Publication-only abstracts (abstract number preceded by an "e"), published in conjunction with the 2019 ASCO Annual Meeting but not presented at the Meeting, can be found online only.
Clinical outcomes of various resistance mechanisms of osimertinib in Chinese advanced non-small cell lung cancer patients.
Metastatic Non-Small Cell Lung Cancer
Lung Cancer—Non-Small Cell Metastatic
2019 ASCO Annual Meeting
J Clin Oncol 37, 2019 (suppl; abstr e20530)

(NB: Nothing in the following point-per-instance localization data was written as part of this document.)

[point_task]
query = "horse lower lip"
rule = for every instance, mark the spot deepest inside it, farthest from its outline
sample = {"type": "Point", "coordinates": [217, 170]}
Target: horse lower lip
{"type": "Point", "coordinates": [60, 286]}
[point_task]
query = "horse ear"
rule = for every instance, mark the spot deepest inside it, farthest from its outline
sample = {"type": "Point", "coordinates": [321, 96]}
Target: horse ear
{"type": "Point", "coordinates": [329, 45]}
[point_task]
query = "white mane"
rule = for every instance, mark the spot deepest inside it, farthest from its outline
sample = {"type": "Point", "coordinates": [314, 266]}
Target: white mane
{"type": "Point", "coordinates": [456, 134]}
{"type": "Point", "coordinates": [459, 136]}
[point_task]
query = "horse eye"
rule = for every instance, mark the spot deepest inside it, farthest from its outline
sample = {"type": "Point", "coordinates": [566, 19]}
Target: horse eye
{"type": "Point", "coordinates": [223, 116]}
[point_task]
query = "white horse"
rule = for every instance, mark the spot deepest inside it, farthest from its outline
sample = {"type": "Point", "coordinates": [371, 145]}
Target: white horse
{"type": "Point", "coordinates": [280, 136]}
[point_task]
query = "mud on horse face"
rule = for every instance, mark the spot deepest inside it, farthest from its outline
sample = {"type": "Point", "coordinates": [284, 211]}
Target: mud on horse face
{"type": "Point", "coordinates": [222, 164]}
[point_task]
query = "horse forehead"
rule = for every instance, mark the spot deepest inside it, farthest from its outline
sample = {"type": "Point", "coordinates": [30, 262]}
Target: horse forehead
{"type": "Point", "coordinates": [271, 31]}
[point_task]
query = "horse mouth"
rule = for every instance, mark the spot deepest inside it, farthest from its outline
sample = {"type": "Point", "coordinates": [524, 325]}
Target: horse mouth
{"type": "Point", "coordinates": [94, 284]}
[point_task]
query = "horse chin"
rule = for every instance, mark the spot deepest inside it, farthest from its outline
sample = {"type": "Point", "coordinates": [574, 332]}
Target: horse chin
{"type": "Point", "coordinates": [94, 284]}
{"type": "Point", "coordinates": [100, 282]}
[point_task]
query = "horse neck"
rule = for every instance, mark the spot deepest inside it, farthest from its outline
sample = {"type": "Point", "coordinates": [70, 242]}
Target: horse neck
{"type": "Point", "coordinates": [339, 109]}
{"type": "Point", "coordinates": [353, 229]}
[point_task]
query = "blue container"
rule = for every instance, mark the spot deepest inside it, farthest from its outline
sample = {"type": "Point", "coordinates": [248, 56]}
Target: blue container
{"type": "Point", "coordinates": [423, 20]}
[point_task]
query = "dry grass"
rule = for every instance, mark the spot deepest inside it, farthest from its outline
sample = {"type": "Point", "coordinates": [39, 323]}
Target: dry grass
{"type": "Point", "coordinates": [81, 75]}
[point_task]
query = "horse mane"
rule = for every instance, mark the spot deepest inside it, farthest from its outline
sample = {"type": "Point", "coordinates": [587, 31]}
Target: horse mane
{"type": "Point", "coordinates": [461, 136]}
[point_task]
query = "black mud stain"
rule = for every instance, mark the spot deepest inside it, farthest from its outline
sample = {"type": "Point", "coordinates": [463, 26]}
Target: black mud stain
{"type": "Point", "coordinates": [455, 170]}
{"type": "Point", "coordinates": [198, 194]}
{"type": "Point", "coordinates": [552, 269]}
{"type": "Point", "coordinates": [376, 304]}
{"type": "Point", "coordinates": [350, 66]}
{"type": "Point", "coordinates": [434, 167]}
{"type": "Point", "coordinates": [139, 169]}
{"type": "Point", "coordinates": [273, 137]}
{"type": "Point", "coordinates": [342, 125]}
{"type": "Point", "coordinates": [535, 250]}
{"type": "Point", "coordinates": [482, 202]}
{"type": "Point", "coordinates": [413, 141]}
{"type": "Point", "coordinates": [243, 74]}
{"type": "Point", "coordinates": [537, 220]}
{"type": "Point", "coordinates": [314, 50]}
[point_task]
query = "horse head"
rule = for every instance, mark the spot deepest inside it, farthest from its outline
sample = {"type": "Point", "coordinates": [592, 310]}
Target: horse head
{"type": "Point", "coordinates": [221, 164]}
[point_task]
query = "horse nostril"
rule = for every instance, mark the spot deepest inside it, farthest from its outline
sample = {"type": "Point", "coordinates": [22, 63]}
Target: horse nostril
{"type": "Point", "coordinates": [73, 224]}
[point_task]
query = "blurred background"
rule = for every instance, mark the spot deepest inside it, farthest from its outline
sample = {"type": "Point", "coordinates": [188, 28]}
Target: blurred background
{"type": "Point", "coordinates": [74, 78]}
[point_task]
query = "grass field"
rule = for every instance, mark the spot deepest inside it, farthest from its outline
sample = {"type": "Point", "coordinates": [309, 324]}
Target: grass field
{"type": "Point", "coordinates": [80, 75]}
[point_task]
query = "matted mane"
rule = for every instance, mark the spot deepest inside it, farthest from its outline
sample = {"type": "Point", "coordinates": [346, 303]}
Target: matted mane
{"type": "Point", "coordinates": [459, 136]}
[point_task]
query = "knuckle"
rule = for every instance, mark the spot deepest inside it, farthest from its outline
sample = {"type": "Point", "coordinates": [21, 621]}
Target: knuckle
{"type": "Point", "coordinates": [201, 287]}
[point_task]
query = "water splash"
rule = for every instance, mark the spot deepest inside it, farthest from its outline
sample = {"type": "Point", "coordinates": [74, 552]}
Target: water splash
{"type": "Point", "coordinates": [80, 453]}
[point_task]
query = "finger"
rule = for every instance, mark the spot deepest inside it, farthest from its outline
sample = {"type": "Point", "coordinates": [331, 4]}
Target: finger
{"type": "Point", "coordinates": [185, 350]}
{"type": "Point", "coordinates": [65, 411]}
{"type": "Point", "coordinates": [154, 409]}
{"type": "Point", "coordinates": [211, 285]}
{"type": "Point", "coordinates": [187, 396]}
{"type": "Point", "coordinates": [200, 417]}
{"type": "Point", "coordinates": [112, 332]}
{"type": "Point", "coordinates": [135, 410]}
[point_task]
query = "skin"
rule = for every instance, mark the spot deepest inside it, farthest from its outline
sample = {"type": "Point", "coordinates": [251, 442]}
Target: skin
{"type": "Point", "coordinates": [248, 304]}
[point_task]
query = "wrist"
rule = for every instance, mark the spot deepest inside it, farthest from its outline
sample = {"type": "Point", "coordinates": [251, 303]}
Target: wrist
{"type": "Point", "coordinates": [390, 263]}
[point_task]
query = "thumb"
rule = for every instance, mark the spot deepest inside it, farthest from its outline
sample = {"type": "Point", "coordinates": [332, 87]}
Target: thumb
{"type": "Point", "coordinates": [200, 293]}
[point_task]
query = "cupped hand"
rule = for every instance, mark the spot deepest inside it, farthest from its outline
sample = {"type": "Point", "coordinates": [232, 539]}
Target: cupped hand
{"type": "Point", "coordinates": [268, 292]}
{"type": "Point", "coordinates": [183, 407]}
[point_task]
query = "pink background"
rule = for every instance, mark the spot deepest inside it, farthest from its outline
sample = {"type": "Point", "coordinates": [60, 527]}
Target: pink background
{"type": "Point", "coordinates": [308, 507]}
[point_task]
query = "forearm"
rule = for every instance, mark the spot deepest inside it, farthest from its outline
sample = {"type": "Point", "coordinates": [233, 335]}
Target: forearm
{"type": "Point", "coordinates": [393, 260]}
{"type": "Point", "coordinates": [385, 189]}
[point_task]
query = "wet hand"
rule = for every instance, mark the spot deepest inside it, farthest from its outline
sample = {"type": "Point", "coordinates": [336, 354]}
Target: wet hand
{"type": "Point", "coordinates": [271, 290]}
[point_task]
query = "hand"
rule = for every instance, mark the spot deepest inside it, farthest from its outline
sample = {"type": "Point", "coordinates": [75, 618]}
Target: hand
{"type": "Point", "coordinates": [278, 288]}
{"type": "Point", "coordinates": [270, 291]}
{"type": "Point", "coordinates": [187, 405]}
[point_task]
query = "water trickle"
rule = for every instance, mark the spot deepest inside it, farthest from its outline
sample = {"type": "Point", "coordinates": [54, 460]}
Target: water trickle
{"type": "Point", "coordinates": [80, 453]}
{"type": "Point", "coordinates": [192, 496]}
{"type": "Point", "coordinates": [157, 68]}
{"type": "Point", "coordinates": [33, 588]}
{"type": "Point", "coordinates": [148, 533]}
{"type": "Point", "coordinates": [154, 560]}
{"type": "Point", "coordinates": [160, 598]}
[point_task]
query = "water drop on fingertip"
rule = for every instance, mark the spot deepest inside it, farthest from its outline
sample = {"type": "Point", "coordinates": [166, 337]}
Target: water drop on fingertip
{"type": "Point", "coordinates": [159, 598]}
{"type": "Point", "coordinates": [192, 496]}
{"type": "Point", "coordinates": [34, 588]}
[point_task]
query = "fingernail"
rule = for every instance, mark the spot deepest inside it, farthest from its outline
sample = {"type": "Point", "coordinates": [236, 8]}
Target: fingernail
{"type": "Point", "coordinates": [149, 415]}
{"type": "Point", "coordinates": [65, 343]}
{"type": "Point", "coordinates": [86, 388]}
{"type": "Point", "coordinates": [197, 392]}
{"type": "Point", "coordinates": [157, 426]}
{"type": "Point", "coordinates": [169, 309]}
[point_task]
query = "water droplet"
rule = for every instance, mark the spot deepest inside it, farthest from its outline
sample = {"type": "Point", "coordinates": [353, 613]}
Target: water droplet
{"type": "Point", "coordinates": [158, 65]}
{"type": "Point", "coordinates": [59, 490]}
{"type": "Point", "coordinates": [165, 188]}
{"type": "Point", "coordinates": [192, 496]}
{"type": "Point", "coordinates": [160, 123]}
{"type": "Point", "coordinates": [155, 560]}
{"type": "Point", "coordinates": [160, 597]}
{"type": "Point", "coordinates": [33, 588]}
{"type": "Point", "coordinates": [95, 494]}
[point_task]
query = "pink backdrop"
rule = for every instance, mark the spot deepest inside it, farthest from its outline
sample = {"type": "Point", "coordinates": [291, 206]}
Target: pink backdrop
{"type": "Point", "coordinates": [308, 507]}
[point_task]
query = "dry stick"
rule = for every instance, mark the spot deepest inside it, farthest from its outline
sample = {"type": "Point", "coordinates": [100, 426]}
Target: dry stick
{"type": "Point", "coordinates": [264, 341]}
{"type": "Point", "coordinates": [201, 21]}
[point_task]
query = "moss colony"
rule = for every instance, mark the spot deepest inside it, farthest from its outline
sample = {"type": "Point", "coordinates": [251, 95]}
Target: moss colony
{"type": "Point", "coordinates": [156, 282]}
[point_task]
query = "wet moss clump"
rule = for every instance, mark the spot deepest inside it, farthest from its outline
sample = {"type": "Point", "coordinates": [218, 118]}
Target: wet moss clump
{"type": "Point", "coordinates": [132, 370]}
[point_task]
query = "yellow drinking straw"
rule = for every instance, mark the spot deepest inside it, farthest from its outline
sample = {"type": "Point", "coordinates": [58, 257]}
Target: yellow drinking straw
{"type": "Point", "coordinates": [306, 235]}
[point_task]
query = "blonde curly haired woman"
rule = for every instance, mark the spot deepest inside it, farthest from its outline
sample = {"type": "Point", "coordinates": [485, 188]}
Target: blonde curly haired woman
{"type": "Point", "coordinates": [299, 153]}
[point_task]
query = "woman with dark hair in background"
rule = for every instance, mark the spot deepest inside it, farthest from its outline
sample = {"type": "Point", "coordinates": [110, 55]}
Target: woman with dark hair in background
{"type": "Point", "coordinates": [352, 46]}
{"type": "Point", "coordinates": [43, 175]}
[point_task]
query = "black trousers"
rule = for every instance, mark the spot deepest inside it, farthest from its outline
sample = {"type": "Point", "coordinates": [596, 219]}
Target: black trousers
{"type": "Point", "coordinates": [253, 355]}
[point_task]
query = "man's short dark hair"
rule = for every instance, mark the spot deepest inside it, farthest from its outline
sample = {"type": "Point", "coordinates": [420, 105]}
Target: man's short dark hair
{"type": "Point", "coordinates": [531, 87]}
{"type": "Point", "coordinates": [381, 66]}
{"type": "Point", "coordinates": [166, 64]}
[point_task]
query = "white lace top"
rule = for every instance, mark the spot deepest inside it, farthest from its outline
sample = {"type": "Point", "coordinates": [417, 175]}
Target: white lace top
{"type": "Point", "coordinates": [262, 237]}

Author(s): Puyuan Xing, Li Junling, Xuezhi Hao, Yuxin Mu, Shouzheng Wang, Di Ma, Jing Lin, Hao Liu, Han Han-Zhang, Analyn Lizaso, Jianxing Xiang, Xinru Mao; National Cancer Center/National Clinical Research Center for Cancer/Cancer Hospital, Chinese Academy of Medical Sciences and Peking Union Medical College, Beijing, China; Cancer Hospital Chinese Academy of Medical Science, Beijing, China; Burning Rock Biotech, Guangzhou, China
Background: Increasing efforts have been invested in elucidating the resistance mechanisms to osimertinib. Major resistance mechanisms include but not limited to acquired EGFR mutations, predominantly C797, mutations in bypass pathways and small cell lung cancer (SCLC) transformation. However, no study has comprehensively investigated clinical outcomes of various mechanisms of resistance. Methods: 103 T790M positive advanced Chinese non-small cell lung cancer (NSCLC) patients who progressed on 1st generation EGFR-TKI were enrolled. Targeted sequencing, using a panel consisting of 168 lung cancer related genes, was performed on paired plasma samples collected prior to osimertinib and after the development of disease progression (PD) to profile mutation spectrum. 7 patients with no mutation detected at PD were excluded from analyses. Results: Major acquired mutations included 25% EGFR mutations, predominantly C797 and L792, 16% MET amplification, 8% TP53 mutations, 4% KRAS mutations, 4% RET fusions, 4% ERBB2 amplification and 6.25% RB1 mutations. Acquired RB1 mutation may indicate the possibility of SCLC transformation. Approximately, 30% of patients with no known resistance mechanisms at PD. In this cohort, we had 61 patients with 19 deletion and 35 patients with EGFR L858R prior to the initiation of osimertinib. We revealed patients with 19del acquired more mutations (p= 0.014) and were more likely to acquire mutations in MAP/PI3Kpathway (p= 0.04) and TP53 at PD (p= 0.021). On the other hand, acquired ERBB2 amplifications were only detected in L858R-mutant patients (p= 0.047). Furthermore, 36 patients preserved T790M and 60 patients lost T790M at PD. Our data revealed patients retaining T790M, often associated with activation of bypass signaling pathways or continued EGFR activation through tertiary mutations, had a longer progression-free survival (PFS) (p= 0.047) and overall survival (OS) (p= 0.04) comparing to patients with T790M loss, often with diverse and EGFR-independent mechanisms. We also show that patients with acquired C797S had significantly longer PFS (p= 0.031), while patients with acquired MET amplifications had significantly shorter PFS (p= 0.033). Conclusions: Collectively, we revealed differential clinical outcomes associated with various resistance mechanisms, representing an important step in advancing the understanding of resistance mechanisms of osimertinib.